For complete documentation, please see the Session API docs.

Method Description
attach Attaches a catalog or table to this session.
attach_catalog Attaches (or creates) a catalog to this session
attach_table Attaches (or creates) a table to this session
create_namespace Creates a new namespace
create_table Creates a new table from the source
create_temp_table Creates a temp table scoped to this session from an existing view.
current_catalog Returns the session's current catalog.
current_namespace Returns the session's current namespace.

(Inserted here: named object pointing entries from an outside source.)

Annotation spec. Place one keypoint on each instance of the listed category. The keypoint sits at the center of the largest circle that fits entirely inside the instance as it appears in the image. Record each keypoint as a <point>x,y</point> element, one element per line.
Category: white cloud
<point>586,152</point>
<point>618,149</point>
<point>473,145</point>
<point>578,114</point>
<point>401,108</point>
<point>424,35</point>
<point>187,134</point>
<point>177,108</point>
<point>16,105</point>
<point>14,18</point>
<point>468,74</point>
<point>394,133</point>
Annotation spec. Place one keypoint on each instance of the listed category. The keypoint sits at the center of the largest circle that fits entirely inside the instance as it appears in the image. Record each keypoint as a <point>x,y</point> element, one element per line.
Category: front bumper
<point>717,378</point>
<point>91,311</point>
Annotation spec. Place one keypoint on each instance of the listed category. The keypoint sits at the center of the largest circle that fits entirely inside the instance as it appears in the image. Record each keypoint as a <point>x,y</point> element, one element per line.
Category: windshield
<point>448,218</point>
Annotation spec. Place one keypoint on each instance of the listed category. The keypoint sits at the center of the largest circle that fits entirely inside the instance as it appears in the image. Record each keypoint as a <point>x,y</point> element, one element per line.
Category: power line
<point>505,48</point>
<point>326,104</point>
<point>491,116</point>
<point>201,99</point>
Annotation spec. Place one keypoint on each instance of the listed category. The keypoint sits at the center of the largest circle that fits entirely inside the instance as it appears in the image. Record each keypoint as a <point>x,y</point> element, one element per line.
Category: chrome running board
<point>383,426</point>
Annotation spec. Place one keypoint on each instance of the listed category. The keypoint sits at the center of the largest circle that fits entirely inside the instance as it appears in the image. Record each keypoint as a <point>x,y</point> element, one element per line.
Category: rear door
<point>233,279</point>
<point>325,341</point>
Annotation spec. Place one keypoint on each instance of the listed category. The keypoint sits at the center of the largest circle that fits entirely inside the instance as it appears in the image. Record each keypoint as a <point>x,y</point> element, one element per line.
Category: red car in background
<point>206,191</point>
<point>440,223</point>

detach_catalog Detaches the catalog from this session
detach_table Detaches the table from this session
drop_namespace Drop the namespace in the session's current catalog
drop_table Drop the table in the session's current catalog
get_catalog Returns the catalog or an object not found error.
get_table Returns the table or an object not found error.
has_catalog Returns true iff the session has access to a matching catalog.
has_table Returns true iff the session has access to a matching table.
list_catalogs Lists all catalogs matching the pattern.
list_namespaces Lists all namespaces matching the pattern.
list_tables Lists all tables matching the pattern.
read_table Reads a table from the session.
write_table Writes a dataframe to the table.
set_catalog Sets the current catalog.
set_namespace Sets the current namespace.
sql Executes SQL against the session.
use Sets the current catalog and namespace.